According to the political party, it has emerged that Rhodes University “now has less than two months of funds to cover its financial commitments such as salaries, electricity, water and food for the dining halls”
The DA cited a circular sent to enrolled students last week.
Rhodes, which is situated in Grahamstown in the Eastern Cape province, claimed it had “never before been in such a difficult financial position at this time of the year”.
Last week, the university took the decision to withhold the results of students who had not paid at least 50% of their fees.
“It is clear that the financial difficulties in the higher education sector have affected even formerly wealthy universities. Both WITS and UCT have already announced austerity measures, including the cutting of staff. And unsurprisingly, historically disadvantaged universities are even worse off,” said Prof Belinda Bozzoli, DA Shadow Minister of Higher Education and Training.
In October 2015, president Jacob Zuma announced a zero percent fees increase for 2016, translating into a multi-billion rand shortfall for universities across the country.
Research conducted by the DA showed that government subsidies for SA institutions have dropped to 40%, from 50% in 1994.
“The government appears to be blind to the fact that South Africa’s universities are in serious financial trouble across the board. This comes after years of falling real subsidies from government which have forced universities to rely on increasing student fees.
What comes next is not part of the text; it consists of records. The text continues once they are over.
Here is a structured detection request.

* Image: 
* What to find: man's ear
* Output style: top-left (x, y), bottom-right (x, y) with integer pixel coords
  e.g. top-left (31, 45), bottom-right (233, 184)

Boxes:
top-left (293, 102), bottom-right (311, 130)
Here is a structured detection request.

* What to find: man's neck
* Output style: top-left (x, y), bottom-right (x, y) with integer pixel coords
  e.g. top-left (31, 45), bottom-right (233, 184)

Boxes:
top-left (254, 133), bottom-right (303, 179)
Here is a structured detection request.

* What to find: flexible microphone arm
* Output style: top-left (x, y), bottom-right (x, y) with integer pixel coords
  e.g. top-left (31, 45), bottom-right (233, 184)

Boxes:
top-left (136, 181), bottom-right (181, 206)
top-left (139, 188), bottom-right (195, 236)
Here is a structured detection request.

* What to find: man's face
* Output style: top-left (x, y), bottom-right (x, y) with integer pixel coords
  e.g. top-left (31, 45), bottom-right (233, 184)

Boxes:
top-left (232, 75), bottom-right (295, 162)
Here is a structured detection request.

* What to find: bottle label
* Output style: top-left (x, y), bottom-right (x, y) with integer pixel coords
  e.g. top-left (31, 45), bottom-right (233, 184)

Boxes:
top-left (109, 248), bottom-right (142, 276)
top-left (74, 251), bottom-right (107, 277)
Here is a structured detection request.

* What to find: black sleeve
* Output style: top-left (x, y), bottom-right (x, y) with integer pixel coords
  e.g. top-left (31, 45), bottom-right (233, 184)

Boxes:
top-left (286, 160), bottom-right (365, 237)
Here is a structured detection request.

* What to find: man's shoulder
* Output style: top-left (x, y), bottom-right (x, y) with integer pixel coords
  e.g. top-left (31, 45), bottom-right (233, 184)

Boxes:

“The moratorium on fee increases has put universities under even greater pressure, and the financial support for student debt in this year’s budget has failed to remedy the situation,” Bozzoli said.
The DA last week made a series of proposals to government in its submission to the Presidential Commission of Inquiry into fee-free higher education.
Among these proposals were to:
- Increase state subsidies of Universities to appropriate levels;
- Expand NSFAS to cover the missing middle;
- Stabilise student numbers until funding has stabilised; and
- Continue to collect fees from those who can afford them.
The DA noted previously that students owe South African universities as much as R4 billion in unpaid fees and residence expenses.
Rhodes did not respond to BusinessTech by the time of publishing.